Stories from Directors

A Visit to Haiti and Fonkoze by Edward Haley

Haitian women

Haiti and its people are so beautiful and so poor that spending time with them breaks a visitor's heart and takes away the ability to put thoughts and feelings in perspective. Since we returned from Haiti, I have been trying to find a frame for our experiences. I'm still trying.

With the kind assistance of members of Fonkoze, a micro-finance organization started in 1995 by Father Joseph Philippe and directed by Anne Hastings, Elaine and I spent five days, in Haiti, January 13-17, 2009, traveling from Port au Prince, the capital, to Mibale and Boukan Kare in the central plateau and Fondwa in the southwest. I went in my capacity as Director of the Center for Human Rights Leadership at Claremont McKenna College, seeking to establish a connection between the Center and Fonkoze, as part of the Center's efforts to establish links with effective human rights organizations. Elaine traveled with me at our personal expense. We came away deeply moved by what we saw and profoundly impressed by the achievements of Fonkoze. Since its founding Fonkoze has grown into an organization with a national reach, amassing 50,000 depositors and thousands of Ti Marchans, small traders, 99% of whom are women, a traditional role for women in Haiti. In addition to spending several hours with Anne Hastings and traveling with three members of her staff for four days, we talked at length with Father Joseph who has launched a new initiative, aimed at creating a university geared to the needs of the majority of Haiti's people, most of whom are impoverished farmers. I've attached some pictures along with these impressions of our stay.
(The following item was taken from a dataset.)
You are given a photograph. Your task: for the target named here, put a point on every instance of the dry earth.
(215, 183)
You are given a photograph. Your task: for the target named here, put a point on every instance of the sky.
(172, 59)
Haiti is strikingly beautiful, despite the most severe environmental degradation, partly the result of cutting and burning trees for charcoal, the sole fuel for cooking for millions of Haitians. Hillsides and mountains everywhere have been stripped of trees, leaving their stone ribs painfully evident, as gaunt and stricken as many of the farm animals one sees in the fields and alongside the roads.

Even so, there are places, such as the central plateau, where the countryside smiles under blue skies and soft, high clouds, where there are fields covered with dark green rows of okra reached by trails that wander through stands of tall millet, sugar cane, and banana trees, a countryside so carefully tended and so filled with sun as to make an American visitor think of the south of France or Tuscany.

Haitian man

But it is the beauty of the people that stay most in the mind. The African origin of the Haitians one sees in the streets and villages shows in the luscious colors of their faces and limbs, every shade from the palest cafe au lait to purple black, and in the grace with which people walk, women and some men carrying an astonishing range of goods on their heads, as little as a book or two and as much as an ice chest or a tall basket filled with layer after layer of vegetables. Haitians come in every imaginable size and shape, but the physique that one remembers is of people who are tall, with square shoulders, big bottoms, and flat faces, the entrancing look of Michelle Obama. It is a shape that one has seen in exaggeration in the wood statues of African deities.

One remembers the people and their poverty, a poverty more severe than anything we had ever seen, a poverty so deep and so punishing that it shortens the lives of Haitians at every age and puts human beings and animals in competition for enough to eat. Haitians are young: the median age is 18; and they don't live very long. Haitians can expect to live to be only 57. Infant mortality in Haiti is 620 deaths/1,000 live births far greater than the 6.3 deaths/1,000 live births in the United States or the 2.75 deaths/1,000 in Sweden. By contrast to Haitians, Americans can expect to live to be 78, and the median age in the United States is 36.

It is impossible to travel far in Haiti before paved roads turn into dirt tracks of holes and ruts that force cars and trucks to a bone jolting crawl that continues past all enduring, or, as in Port au Prince, runs into torrents of water pouring down steep side streets, collecting every form of waste, turning a major boulevard into a shallow lake where filthy water is sprayed by passing cars and small buses (Tap-Taps) onto the goods of ti marchans who have set up for market on the ground for hundreds of meters along the side of the road.

"Does all this water come from a spring or a burst water main?"

"A burst water main. It's been this way for years. No one does anything about it."

All this occurs inside the first half hour after arrival, but one quickly finds that it is repeated endlessly: the beauty of the people and the land and the depth of their poverty, the grinding, jarring, wearing cost of every movement until visitors give in and begin to know the smallest part of what it means to be Haitian.

Thanks to Fonkoze we met dozens of Haitians and saw something else, something precious and full of hope for the future. In the solidarity groups that women form to support one another as they receive small loans from Fonkoze and work to repay them, we saw pride and success shining on the faces of the members. They met us with kisses. They reported that their children were in school, and they sang and laughed. That is the other thing that we remember about our time in Haiti: the laughter of the people, in Fonkoze's meetings, on the street, in tap-taps, passing by, sardonic, sad, or teasing, sometimes just laughter.